Freezing pipes in winter can be problematic. I am aware that there are heaters that can be used in super cold climates to keep pipes from freezing. These heaters look like a long extension cord, plug into an outlet, and wrap around pipes, gently heating them to keep the fluid inside from forming ice crystals and becoming solid. The longer they are (the more pipe they wrap around) the more energy they draw. This is not an option for me because I am using an off the grid system and the amount of energy they draw would potentially drain my batteries in poor weather. However, if you are connected to the grid you may wish to consider using a pipe heater if the risk of your pipes freezing is significant enough. Otherwise you can do like I have and make sure there is air circulation where your pipes are so the heat of your home keeps the pipes nice and warm.
Faucet/Toilet Connectors

Here is a list of the parts I am using to complete my system: 
  • (1) Sillcock: Allows me to drain the system completely or to fill a bucket from the water tank (this will be outside the house, on the tongue side, under the trailer)
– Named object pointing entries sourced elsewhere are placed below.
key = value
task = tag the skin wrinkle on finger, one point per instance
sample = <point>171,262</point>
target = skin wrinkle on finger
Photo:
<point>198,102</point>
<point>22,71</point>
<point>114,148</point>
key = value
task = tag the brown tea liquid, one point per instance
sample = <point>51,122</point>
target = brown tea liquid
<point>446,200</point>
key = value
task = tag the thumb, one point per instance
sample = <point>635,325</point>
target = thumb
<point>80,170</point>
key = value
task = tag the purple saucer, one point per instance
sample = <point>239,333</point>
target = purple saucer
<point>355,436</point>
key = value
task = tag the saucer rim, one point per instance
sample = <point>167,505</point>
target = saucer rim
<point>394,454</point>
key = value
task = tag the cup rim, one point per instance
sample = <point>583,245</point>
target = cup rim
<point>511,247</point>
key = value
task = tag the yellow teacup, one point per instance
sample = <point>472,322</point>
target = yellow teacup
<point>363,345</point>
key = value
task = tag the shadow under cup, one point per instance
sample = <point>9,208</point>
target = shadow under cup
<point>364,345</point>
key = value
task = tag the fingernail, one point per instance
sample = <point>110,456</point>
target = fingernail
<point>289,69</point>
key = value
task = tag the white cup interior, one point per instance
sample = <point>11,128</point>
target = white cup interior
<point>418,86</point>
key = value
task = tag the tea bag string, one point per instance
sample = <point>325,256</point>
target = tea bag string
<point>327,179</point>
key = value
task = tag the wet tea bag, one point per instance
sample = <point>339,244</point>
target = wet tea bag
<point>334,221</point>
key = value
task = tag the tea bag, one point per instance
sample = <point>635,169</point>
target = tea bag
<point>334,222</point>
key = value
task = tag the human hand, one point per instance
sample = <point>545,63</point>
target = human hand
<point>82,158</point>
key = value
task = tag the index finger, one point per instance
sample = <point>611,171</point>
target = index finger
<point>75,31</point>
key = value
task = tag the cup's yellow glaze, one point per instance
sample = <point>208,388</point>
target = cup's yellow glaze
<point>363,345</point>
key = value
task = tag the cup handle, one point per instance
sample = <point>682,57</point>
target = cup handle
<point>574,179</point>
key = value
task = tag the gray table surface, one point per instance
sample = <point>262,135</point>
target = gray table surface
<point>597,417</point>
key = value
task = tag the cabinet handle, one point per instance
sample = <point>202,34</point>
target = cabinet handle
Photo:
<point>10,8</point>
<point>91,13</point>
  • (100) Clips: To secure the pipe down (sold in bags of 100)
  • (1) Water Heater Installation Kit (fittings for the on-demand, tankless water heater)
  • (4) Ball Joint Valve: Allows for shutting off the water along the system
  • (10) Female Straight Coupling: Connects PEX to pumps and tanks
  • (2) Toilet/Faucet Kit: Connect to faucets
  • (1) Red PEX Pipe 100': Red for the hot water
  • (2) Blue PEX Pipe  100': Blue for cold water
PEX requires a certain type of proprietary tool to install and it is generally close to, but under $100. My bf picked up a tool at a yard sale for $40, so you can find them cheaper than retail. You can also rent the tool, but I prefer to have one so that I can make emergency repairs or expand my system should I desire. Interested in how it is installed? Here is a short video explaining the process:

There are other options to choose from for plumbing, as I mentioned already, but the idea of sweating Copper or gluing PVC just does not really make me excited. I think that for a tiny house application PEX offers more pros than cons. Cost effective and easy installation are the factors that most impressed me. The fear of a leak and the damage it can do makes this gal want to install only the best.